Ultrasensitive and Highly Selective Electrochemical Biosensor for HIV Gene Detection Based on Amino-Reduced Graphene Oxide and β-cyclodextrin Modified Glassy Carbon Electrode

A differential pulse voltammetry (DPV) platform for the sensing of human immunodeficiency virus (HIV) gene was described through the self-assembling of amino-reduced graphene oxide (NH2-rGO) and beta-cyclodextrin (beta-CD) on the surface of glassy carbon electrode (GCE). It is making use of the single-stranded DNA (ssDNA) with sequence hybridized with HIV gene. The ssDNA was attached on NH2-rGO/beta-CD modified GCE (NH2-rGO/beta-CD/GCE) surface, then methylene blue (MB) was interacted with ssDNA to general obvious DPV signal. The HIV gene was then initiated to hybridize with ssDNA on NH2-rGO/beta-CD/GCE surface, causing a dramatic decrease in DPV response of MB at potential of -0.25 V (vs. Ag/AgCl). Under optimal experimental conditions, response was linear in the 0.05 pM to 1 pM HIV gene concentration range.
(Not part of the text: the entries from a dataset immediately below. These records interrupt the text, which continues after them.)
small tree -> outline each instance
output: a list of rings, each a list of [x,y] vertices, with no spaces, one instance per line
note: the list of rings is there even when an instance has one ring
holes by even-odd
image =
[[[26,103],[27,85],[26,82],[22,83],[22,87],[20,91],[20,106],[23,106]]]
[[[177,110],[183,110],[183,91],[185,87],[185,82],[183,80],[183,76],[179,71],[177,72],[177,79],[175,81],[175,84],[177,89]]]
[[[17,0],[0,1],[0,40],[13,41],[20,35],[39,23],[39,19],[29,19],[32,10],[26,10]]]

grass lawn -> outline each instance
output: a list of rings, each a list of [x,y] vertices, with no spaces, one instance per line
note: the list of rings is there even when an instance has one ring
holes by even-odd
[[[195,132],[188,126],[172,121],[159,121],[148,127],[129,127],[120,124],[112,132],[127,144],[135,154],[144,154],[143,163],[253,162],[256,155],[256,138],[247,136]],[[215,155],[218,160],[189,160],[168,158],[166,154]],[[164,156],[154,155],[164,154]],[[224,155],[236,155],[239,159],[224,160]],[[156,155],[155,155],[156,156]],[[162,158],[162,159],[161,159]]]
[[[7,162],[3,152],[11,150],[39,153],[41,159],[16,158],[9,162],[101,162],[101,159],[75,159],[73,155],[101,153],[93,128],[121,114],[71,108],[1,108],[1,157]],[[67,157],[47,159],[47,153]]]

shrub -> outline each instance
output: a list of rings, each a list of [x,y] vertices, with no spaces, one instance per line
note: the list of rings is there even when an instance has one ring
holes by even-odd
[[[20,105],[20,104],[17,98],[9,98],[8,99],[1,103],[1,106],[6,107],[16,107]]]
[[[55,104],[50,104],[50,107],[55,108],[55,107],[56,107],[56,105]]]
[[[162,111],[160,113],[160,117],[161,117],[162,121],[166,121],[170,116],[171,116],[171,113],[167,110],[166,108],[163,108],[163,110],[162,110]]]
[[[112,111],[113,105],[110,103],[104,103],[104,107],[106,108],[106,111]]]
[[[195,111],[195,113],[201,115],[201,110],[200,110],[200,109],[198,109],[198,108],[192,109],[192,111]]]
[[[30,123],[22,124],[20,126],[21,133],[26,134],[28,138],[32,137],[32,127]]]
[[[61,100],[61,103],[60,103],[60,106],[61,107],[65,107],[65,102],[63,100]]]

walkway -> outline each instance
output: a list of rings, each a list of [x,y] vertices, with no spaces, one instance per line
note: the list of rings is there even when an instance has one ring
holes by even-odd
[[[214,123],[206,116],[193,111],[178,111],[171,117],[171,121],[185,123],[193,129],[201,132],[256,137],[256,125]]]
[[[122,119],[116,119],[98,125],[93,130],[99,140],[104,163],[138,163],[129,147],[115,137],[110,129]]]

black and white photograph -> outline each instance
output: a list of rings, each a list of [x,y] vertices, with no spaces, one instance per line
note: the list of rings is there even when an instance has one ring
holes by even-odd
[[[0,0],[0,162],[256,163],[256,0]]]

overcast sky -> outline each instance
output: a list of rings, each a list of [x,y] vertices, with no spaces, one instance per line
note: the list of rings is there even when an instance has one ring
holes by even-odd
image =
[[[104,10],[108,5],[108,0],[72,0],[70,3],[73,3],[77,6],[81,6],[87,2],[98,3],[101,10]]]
The electrochemical biosensor displayed an ultrahigh sensitivity with detection limit of 8.7 fM and excellent selectivity. The modified electrode displayed good reproducibility, ultra-high sensitivity, and terrific selectivity. This electrochemical biosensor was successfully used for the determination of HIV gene in human serum samples.